Endocrine Abstracts

Nuclear receptors regulate many developmental processes and a vast array of physiological responses. They control the expression of subsets of specific genes by recruiting co-factors that can function either as co-activators or co-repressors to either stimulate or repress gene transcription. Using the ligand-binding domain of the estrogen receptor as bait we identified a receptor interacting protein of MW 140Kd that we called RIP140. Examination of RIP140 null mice showed two clear phenotypes: firstly, female mice were completely infertile due to ovulatory failure and secondly, both sexes were extremely lean even when fed a high fat diet. The failure to ovulate was caused by impaired amphiregulin signalling in cumulus cells leading to defective luteinisation.
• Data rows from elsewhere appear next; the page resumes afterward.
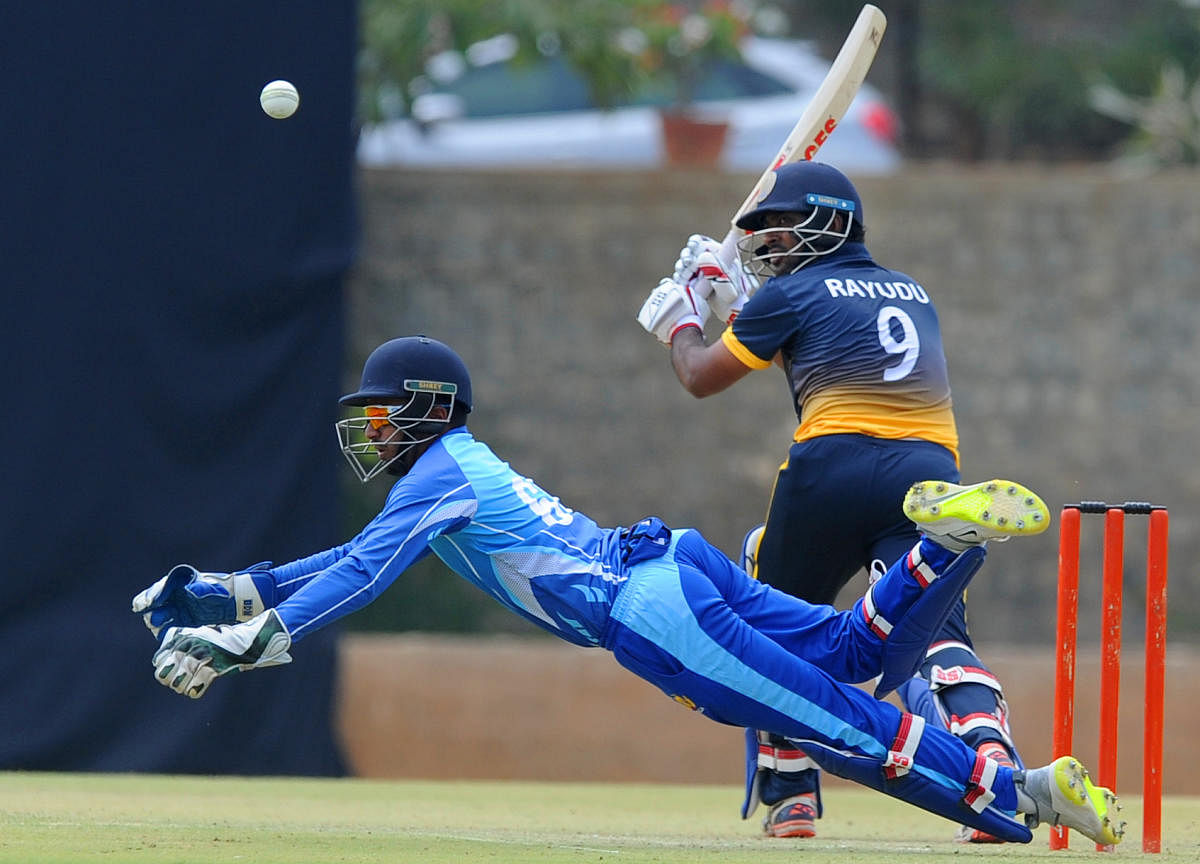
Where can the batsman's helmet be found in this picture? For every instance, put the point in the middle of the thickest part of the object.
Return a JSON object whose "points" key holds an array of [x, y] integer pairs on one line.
{"points": [[403, 382], [817, 193]]}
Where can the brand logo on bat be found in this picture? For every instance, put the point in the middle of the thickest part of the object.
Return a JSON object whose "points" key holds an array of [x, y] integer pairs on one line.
{"points": [[820, 138]]}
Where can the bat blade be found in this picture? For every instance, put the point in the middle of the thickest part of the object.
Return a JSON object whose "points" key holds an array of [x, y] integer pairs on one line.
{"points": [[828, 105]]}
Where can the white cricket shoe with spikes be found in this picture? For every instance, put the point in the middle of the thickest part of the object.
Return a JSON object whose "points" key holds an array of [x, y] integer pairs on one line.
{"points": [[1065, 795], [963, 516]]}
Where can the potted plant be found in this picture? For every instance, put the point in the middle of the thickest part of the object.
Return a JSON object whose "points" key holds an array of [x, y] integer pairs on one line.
{"points": [[681, 41]]}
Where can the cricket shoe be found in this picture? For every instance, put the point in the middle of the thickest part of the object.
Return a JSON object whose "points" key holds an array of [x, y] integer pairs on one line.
{"points": [[999, 754], [1065, 796], [750, 551], [792, 817], [963, 516]]}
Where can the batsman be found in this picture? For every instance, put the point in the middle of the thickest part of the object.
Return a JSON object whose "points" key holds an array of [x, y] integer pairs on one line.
{"points": [[666, 604], [861, 348]]}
The resistance of the mice to obesity when fed a high fat diet was the result of fibre-type switching in muscle tissue and an increase in the number of brown/beige fat cells in adipose tissue, both of which led to an increase in energy expenditure. Clearly RIP140 regulates transcription of one or more genes involved in these physiological processes and much of my research in later years focussed on unravelling the underlying molecular mechanisms. One remarkable finding was that RIP140 could act as either a co-activator or a co-repressor in different biological processes. For example, in ovulation it functions as a co-activator to stimulate transcription from amphiregulin target genes in cumulus cells. On the other hand, in metabolic processes it functions as a co-repressor by competing with PGC1, a strong co-activator for PPAR receptors. Thus RIP140 emerged as a clinical target for interfering with ovulation or controlling obesity, but the complexity of the molecular mechanisms involved has hindered progress in this endeavour.